Inability to establish causation has led to the failure of
many medical negligence claims, as there are often a range of possible
explanations for the end result. However, if you can demonstrate that the
healthcare provider’s breach of duty has contributed to the injury or it is
more likely that the injury was due to negligent care than other factors, then
you can make a successful medical negligence claim.
In the absence of reasonable explanations for an outcome,
there could still be light at the end of the tunnel. The principle of ‘res ipsa
loquitur’ (literally translated as ‘the thing speaks for itself’) can be
employed.
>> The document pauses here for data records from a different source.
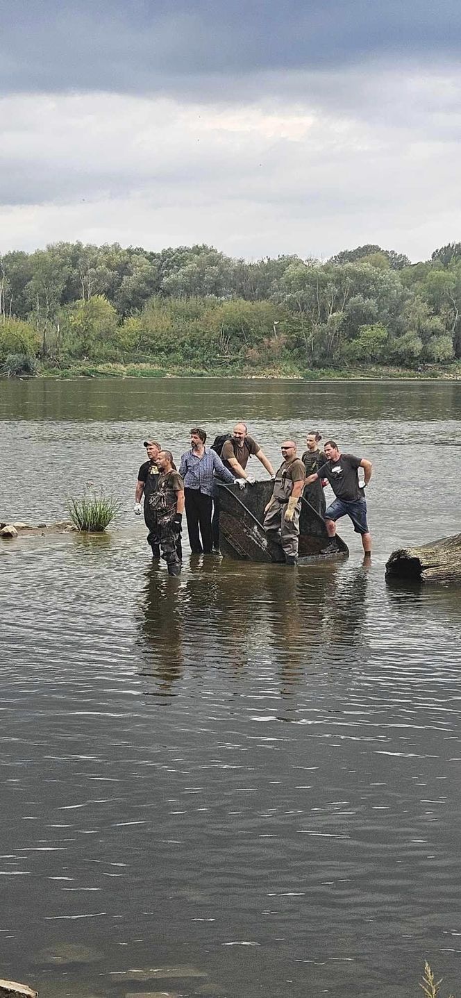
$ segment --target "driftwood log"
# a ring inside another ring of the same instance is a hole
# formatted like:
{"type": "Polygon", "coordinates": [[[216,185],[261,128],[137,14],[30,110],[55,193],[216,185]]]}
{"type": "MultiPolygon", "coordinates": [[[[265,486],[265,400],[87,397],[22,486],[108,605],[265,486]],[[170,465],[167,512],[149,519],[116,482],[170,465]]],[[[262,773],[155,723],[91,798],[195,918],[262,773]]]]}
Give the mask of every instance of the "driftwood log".
{"type": "Polygon", "coordinates": [[[38,991],[17,981],[0,981],[0,998],[38,998],[38,991]]]}
{"type": "Polygon", "coordinates": [[[6,523],[0,520],[0,537],[18,537],[19,534],[68,534],[76,530],[77,527],[73,523],[68,523],[67,520],[50,524],[38,523],[36,526],[29,523],[16,523],[16,521],[6,523]]]}
{"type": "Polygon", "coordinates": [[[386,578],[461,585],[461,534],[393,551],[386,563],[386,578]]]}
For instance, if a foreign object is found in the abdomen after a
surgical operation, it can only be assumed that there was negligence. This
principle also applies when an operation is performed on the wrong spot. In
these cases, it is assumed that the causation has been established unless the defendant
is able to provide another reasonable explanation.
Medical negligence is a 3-way street: a healthcare provider
owes the patients a duty of care, there was breach of that duty, and the
patient suffers injury as a result. All parts of this test must be satisfied
for a case to be classed as medical negligence.